My pattern is in my mind. I see it all the time I’m working and it comes out perfectly on the birch bark.
— ANGELIQUE MERASTY
Angelique Merasty (1924-1996) produced countless birch bark bitings, and over 40 of those are part of the Gallery’s Permanent Collection. These compositionally complex and intricate works were featured in the 1983 exhibition, entitled Wigwas: Bark Biting by Angelique Merasty.
Born in Beaver Lake, MB, Merasty was a member of the Peter Ballantyne band, a Woodland Cree First Nation in Northeast Saskatchewan. She learned the art from her mother Susan Ballantyne (who also taught Susan Custer) and from watching competitions amongst women in and around her home. Over time, she visualized the entire image before biting into the bark. She developed a distinctly characteristic style that included floral variations, as well as animals, such as insects, hummingbirds, fish, rabbits, owls, ants, beavers, mice, and butterflies. She also applied bitings as decorative elements to the exteriors of bark containers.

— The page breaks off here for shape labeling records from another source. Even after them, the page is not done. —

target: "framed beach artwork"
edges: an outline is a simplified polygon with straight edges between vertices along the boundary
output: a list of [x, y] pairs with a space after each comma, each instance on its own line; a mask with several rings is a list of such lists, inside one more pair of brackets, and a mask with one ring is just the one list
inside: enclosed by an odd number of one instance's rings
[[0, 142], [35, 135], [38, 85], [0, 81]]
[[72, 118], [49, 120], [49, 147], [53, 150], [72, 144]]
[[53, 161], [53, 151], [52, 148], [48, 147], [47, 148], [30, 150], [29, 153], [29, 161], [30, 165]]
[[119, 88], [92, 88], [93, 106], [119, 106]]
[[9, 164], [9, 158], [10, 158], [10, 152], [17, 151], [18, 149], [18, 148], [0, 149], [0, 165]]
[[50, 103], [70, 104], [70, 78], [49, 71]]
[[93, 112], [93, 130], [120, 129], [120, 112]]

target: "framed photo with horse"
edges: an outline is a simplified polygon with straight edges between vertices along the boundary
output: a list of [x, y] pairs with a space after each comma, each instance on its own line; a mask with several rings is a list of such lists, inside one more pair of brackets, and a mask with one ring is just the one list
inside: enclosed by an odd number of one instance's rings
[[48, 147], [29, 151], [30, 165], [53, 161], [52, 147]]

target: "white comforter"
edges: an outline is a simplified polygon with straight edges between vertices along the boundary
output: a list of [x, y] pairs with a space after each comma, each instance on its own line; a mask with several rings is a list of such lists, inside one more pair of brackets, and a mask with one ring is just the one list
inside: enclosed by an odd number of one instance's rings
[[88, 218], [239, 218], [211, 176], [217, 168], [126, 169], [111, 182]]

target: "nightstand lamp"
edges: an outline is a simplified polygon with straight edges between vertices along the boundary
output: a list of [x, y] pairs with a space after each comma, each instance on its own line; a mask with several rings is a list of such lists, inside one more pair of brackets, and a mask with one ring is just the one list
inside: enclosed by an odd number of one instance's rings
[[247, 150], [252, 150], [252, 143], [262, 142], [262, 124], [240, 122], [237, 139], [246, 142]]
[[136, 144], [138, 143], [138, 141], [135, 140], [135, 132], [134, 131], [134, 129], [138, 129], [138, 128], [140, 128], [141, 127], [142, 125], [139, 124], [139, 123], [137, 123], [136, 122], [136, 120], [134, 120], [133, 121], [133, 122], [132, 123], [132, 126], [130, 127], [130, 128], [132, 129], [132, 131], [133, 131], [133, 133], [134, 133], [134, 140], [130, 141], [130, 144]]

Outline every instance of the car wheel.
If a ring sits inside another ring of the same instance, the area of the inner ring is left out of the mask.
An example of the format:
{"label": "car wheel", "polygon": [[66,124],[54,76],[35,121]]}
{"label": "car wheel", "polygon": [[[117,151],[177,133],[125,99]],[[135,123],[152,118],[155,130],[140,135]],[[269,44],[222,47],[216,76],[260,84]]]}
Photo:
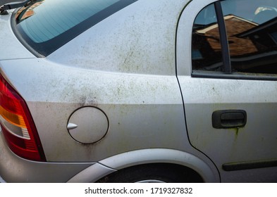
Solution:
{"label": "car wheel", "polygon": [[183,166],[172,164],[149,164],[118,170],[103,177],[97,182],[203,182],[203,179],[195,171]]}

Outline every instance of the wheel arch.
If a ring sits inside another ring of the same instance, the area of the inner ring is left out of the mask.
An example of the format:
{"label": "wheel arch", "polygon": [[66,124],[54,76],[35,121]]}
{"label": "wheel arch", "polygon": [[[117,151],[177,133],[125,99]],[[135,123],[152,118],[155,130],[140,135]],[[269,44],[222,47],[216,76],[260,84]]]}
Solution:
{"label": "wheel arch", "polygon": [[[196,172],[204,182],[219,182],[217,171],[199,158],[184,151],[165,148],[149,148],[129,151],[105,158],[80,172],[70,182],[94,182],[117,170],[140,165],[170,163],[186,167]],[[99,170],[101,169],[101,170]],[[95,172],[101,173],[96,173]],[[95,174],[97,174],[97,176]]]}

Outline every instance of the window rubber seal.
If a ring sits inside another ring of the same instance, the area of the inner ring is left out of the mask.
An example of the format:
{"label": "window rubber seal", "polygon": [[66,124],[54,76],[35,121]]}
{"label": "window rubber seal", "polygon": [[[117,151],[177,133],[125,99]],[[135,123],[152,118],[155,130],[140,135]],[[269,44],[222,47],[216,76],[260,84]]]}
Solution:
{"label": "window rubber seal", "polygon": [[223,72],[225,74],[230,74],[232,73],[232,68],[230,58],[229,44],[228,42],[227,31],[222,11],[221,2],[217,1],[214,3],[214,8],[216,10],[218,24],[220,42],[222,49],[222,60],[223,63]]}

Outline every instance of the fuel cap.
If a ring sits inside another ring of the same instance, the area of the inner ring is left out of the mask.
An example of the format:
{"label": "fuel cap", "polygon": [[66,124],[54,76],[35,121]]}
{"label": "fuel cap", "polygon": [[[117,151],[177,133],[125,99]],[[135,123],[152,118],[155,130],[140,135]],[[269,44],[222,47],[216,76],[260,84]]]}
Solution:
{"label": "fuel cap", "polygon": [[92,144],[105,136],[109,129],[109,120],[100,109],[84,107],[70,115],[67,129],[75,141],[82,144]]}

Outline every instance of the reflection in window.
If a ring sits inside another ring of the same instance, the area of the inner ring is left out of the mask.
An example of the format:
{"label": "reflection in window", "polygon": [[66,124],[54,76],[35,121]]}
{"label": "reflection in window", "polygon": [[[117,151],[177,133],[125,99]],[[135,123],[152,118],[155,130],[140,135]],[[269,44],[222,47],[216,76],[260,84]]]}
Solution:
{"label": "reflection in window", "polygon": [[233,72],[277,74],[277,5],[271,2],[276,4],[222,1]]}
{"label": "reflection in window", "polygon": [[221,46],[214,4],[196,18],[192,46],[192,70],[221,71]]}

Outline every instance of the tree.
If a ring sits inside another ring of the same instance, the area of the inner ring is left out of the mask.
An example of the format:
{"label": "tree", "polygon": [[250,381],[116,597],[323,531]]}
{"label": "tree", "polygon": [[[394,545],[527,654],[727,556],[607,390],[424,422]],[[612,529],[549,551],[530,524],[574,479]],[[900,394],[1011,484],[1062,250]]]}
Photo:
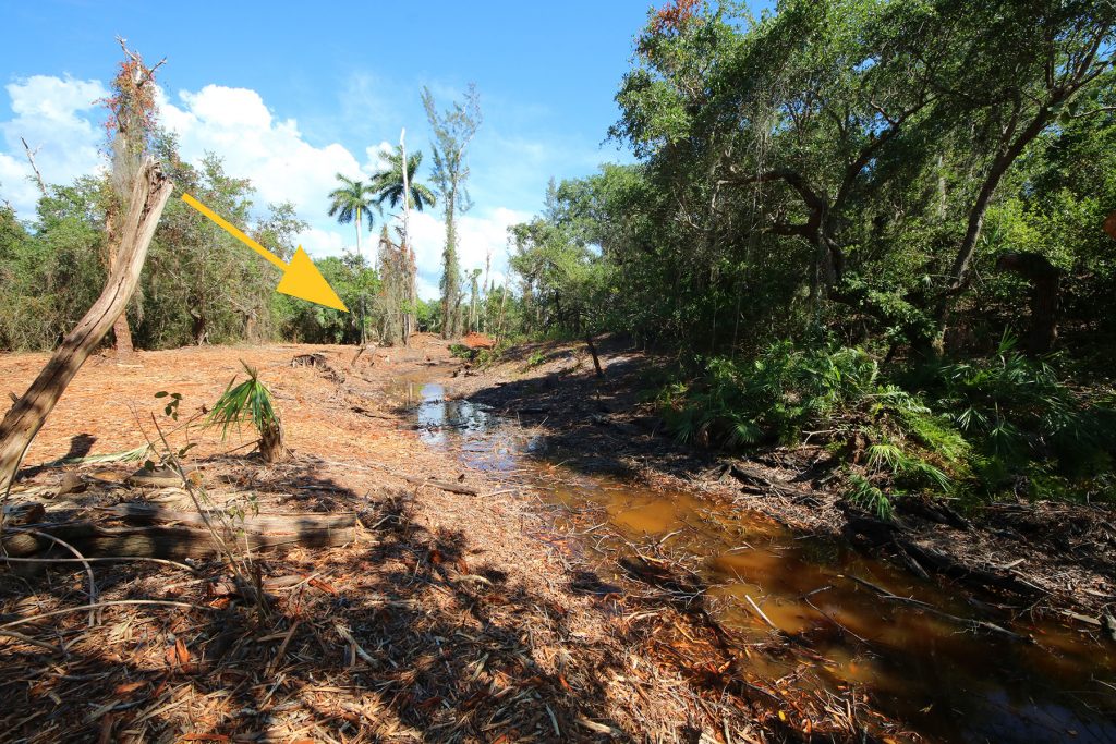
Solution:
{"label": "tree", "polygon": [[[0,490],[8,489],[16,480],[23,455],[66,386],[124,312],[140,283],[147,247],[174,185],[151,157],[140,164],[133,181],[127,215],[115,233],[119,241],[114,252],[116,260],[100,297],[0,422]],[[0,525],[2,522],[0,514]]]}
{"label": "tree", "polygon": [[462,100],[454,102],[450,108],[439,113],[434,105],[434,95],[430,88],[423,88],[422,103],[434,133],[431,146],[434,170],[431,178],[442,200],[445,214],[445,250],[442,254],[441,282],[442,337],[454,338],[461,330],[459,308],[462,300],[461,272],[458,267],[456,218],[472,206],[469,192],[465,190],[465,181],[469,178],[465,149],[481,124],[480,97],[475,86],[470,85]]}
{"label": "tree", "polygon": [[[112,95],[105,99],[108,119],[108,152],[112,171],[108,178],[108,205],[105,210],[105,233],[108,247],[107,265],[116,261],[119,238],[116,234],[123,215],[128,212],[128,199],[140,173],[140,165],[151,153],[152,136],[155,132],[155,71],[166,62],[164,58],[154,67],[147,67],[140,52],[127,48],[127,41],[119,37],[126,59],[112,81]],[[25,143],[26,144],[26,143]],[[30,151],[28,151],[30,152]],[[122,312],[113,326],[116,338],[116,355],[132,354],[132,329],[127,312]]]}
{"label": "tree", "polygon": [[[433,192],[426,185],[415,180],[415,174],[422,164],[422,153],[407,155],[404,142],[405,135],[406,129],[400,133],[400,146],[387,156],[387,167],[375,174],[372,180],[373,189],[377,193],[376,204],[383,204],[386,201],[392,209],[397,207],[400,204],[403,205],[403,230],[401,233],[403,242],[401,250],[405,259],[405,264],[402,264],[402,267],[406,269],[407,282],[403,301],[410,308],[404,316],[404,323],[401,331],[404,344],[408,341],[411,334],[414,331],[415,313],[413,306],[419,299],[417,267],[415,265],[414,249],[411,247],[410,239],[411,207],[414,206],[422,212],[427,206],[433,206],[436,201]],[[406,170],[403,167],[404,161],[407,164]],[[405,199],[404,195],[406,195]],[[381,240],[381,244],[383,244],[383,239]],[[393,257],[389,263],[393,267],[398,264],[398,257]]]}
{"label": "tree", "polygon": [[[366,220],[368,230],[375,224],[375,216],[372,213],[372,202],[375,197],[375,187],[372,183],[362,180],[354,180],[337,174],[337,181],[341,185],[329,192],[329,216],[336,216],[340,224],[356,223],[356,254],[362,261],[360,253],[360,223]],[[375,265],[376,257],[373,257],[372,264]]]}
{"label": "tree", "polygon": [[940,2],[951,35],[955,64],[943,66],[936,85],[949,106],[977,119],[989,153],[969,207],[965,232],[946,277],[937,310],[939,341],[950,308],[970,279],[989,205],[1008,170],[1047,127],[1067,117],[1104,113],[1106,107],[1074,112],[1074,103],[1094,85],[1110,83],[1116,60],[1116,4],[1090,0],[1000,0],[973,8],[961,0]]}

Angelique’s husband Bill collected birch bark from the forest around their home in Beaver Lake during the spring season, when it proved easier to peel and supple enough to retain tooth prints. The ideal bark has up to ten layers, and often five or six would prove suitable for biting. Merasty selected thin pieces that suited her vision and then folded each piece numerous times, applying bite marks along the folded lines to make her designs. From time to time, she changed the intensity of the bite to suit the size or detail of the composition.
Pinprick perforations make up the design, and the bark’s textured surface acts as the background. The bark “transparency” was considered complete upon Merasty holding the bark up to the sun so that it warmed to the light and the bite marks became infused with sunshine.
Merasty’s artworks are located in collections around the world, such as the Manitoba Museum, the Smithsonian Institute in Washington, DC, as well as in Britain and Germany. Of her work, Merasty stated, “My pattern is in my mind. I see it all the time I’m working and it comes out perfectly on the birch bark.”